J’ai enfin pu croiser le regard du prédateur mythique et même voir grandir les louveteaux.
Mais au terme de ce magnifique voyage s’est posée la question des limites de cette intimité…
Le loup n’a pas que des amis, je suis un humain et l’animal pourchassé ne doit pas baisser la garde.
J’ai donc décidé, au terme de ces trois années extraordinaires, de quitter le territoire et de les laisser…
Aujourd’hui, même si je pense avoir pris une décision de bon sens, j’ai beaucoup de mal à me résoudre à abandonner cette quête de compréhension et d’émerveillement car de nombreuses questions se posent à moi.
Les loups m’ont fait grandir, et je réalise aujourd’hui que l’aventure incroyable que j’ai pu vivre à leurs côtés n’est pas du tout un aboutissement ou une fin, mais au contraire, un début… Le début d’un chemin, d’un questionnement, une quête naturaliste et philosophique qui me conduira encore plus près des mystères du monde sauvage.
Alors oui je dois quitter la vallée mais je sais maintenant qu’un nouveau voyage s’offre à moi. Un voyage qui m’offrira de nombreuses réponses aux questions que je me pose.

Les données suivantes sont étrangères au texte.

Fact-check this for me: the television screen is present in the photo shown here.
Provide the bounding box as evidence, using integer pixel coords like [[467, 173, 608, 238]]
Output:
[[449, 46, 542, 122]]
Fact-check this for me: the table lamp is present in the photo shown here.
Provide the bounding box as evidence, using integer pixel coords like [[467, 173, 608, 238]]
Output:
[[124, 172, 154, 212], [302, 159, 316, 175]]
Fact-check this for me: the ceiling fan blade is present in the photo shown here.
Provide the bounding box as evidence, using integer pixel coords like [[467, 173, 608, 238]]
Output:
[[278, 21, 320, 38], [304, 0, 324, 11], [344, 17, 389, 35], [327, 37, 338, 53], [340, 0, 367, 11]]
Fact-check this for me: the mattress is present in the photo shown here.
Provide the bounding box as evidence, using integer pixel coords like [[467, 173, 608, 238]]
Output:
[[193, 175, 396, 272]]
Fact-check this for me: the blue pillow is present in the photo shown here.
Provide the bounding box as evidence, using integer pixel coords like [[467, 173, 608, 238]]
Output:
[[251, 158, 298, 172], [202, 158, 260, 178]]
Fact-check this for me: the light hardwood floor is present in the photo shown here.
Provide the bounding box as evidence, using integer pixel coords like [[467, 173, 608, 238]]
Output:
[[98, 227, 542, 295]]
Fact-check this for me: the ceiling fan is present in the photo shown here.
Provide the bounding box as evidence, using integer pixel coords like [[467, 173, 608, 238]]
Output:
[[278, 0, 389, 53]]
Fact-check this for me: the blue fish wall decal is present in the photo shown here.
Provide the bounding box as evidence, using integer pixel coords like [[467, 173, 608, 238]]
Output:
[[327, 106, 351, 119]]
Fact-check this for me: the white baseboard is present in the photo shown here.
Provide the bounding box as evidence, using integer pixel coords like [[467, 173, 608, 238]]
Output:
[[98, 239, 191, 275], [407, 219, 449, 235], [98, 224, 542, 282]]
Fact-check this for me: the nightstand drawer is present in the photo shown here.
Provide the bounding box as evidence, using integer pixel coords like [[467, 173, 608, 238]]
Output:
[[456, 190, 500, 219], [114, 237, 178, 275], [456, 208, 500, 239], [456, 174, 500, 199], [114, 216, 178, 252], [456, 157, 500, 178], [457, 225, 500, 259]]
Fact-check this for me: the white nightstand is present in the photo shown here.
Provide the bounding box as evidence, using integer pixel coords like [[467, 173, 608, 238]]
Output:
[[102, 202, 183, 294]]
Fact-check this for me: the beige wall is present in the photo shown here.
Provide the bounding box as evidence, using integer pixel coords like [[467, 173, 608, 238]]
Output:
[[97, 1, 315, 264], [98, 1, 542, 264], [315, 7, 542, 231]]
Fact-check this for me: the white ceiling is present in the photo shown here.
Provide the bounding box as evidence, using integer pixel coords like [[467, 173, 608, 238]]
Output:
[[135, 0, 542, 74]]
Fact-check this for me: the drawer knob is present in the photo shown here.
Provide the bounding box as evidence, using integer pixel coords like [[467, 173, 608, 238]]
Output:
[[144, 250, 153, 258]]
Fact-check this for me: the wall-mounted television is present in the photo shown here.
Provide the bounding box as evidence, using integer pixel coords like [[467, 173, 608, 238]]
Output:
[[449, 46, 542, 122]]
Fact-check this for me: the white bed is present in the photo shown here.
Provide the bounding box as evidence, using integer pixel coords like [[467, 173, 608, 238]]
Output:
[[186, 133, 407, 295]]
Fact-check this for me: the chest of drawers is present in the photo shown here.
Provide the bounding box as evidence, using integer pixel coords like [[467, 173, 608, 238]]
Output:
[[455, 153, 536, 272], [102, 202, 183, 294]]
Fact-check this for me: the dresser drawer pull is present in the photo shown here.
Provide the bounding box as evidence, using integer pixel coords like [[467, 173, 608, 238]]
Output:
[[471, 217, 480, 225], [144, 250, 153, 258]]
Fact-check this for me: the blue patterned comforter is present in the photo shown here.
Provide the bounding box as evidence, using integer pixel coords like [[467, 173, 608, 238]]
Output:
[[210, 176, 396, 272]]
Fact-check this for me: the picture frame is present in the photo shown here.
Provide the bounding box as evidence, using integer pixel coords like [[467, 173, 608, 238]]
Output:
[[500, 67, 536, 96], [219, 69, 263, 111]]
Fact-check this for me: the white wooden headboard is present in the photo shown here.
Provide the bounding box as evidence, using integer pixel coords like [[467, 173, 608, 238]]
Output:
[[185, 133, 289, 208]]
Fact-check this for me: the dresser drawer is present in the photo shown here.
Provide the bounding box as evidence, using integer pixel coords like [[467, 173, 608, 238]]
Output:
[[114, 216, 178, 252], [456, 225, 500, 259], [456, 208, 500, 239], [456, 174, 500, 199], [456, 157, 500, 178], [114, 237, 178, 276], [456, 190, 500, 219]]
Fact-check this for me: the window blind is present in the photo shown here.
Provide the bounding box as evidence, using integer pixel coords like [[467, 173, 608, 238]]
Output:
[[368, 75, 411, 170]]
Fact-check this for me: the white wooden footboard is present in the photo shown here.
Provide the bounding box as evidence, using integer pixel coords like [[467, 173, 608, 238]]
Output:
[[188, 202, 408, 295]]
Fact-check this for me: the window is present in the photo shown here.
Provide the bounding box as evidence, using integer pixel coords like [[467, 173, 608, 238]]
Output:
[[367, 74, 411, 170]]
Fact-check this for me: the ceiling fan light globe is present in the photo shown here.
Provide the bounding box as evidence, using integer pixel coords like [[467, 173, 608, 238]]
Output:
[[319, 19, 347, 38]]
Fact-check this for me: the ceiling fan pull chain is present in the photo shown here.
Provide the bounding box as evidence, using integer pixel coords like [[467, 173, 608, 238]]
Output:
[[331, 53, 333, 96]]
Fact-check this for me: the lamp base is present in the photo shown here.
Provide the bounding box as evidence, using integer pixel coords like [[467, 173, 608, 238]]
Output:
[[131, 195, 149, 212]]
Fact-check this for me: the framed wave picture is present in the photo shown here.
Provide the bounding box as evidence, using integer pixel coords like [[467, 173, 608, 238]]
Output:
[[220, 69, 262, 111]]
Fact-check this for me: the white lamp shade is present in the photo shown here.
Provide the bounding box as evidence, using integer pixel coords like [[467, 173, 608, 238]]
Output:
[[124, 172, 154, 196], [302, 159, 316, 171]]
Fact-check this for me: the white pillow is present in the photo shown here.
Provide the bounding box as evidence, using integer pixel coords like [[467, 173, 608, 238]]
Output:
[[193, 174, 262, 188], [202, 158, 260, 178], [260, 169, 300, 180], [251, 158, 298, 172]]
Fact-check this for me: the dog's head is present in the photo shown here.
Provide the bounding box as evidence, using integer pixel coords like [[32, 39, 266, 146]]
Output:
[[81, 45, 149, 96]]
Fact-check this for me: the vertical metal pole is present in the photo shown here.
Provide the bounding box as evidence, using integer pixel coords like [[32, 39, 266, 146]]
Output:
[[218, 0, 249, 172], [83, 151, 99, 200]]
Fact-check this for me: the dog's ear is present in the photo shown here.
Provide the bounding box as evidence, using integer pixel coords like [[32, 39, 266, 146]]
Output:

Cette occasion va m’être donnée par les loups eux-mêmes.
Les mécanismes complexes qui régissent la vie sociale des loups et l’organisation de la meute excitent ma curiosité et vont me conduire à repartir à leurs côtés sans savoir ni où, ni combien de temps. Une nouvelle immersion, une nouvelle obsession et un nouveau souffle de liberté…

© Bertrand Bodin

Au cours des années passées dans la vallée sauvage au contact de la meute, j’ai pu observer de mes yeux le fonctionnement des grands équilibres primordiaux auxquels sont soumis les animaux sauvages et notamment les grands prédateurs. Il y a urgence à préserver ce monde sauvage dans nos sociétés de plus en plus urbanisées. C’est l’une de mes obsessions.
J’ai constaté que le nombre de loups présents sur le territoire restait sensiblement le même d’année en année. Une régulation indispensable à la bonne conservation des ressources en nourriture, c’est-à-dire des proies dont dépendent les loups. C’est en fait la quantité de proies disponibles qui régule le nombre de prédateurs présents sur un territoire.
Le loup a donc un caractère territorial, ce qui signifie que la meute constituée défend son territoire contre les intrus et ne supporte pas un trop grand nombre d’individus sur ce fameux territoire. Les jeunes vont devoir partir à la conquête de nouveaux espaces disponibles. On appelle ces jeunes loups erratiques les loups dispersés… Ce sont eux qui vont me donner l’occasion de quitter la vallée sauvage et dans leur sillage, de vivre une nouvelle aventure. Un nouveau défi, une enquête complexe et passionnante entre nature sauvage et civilisation dévastatrice.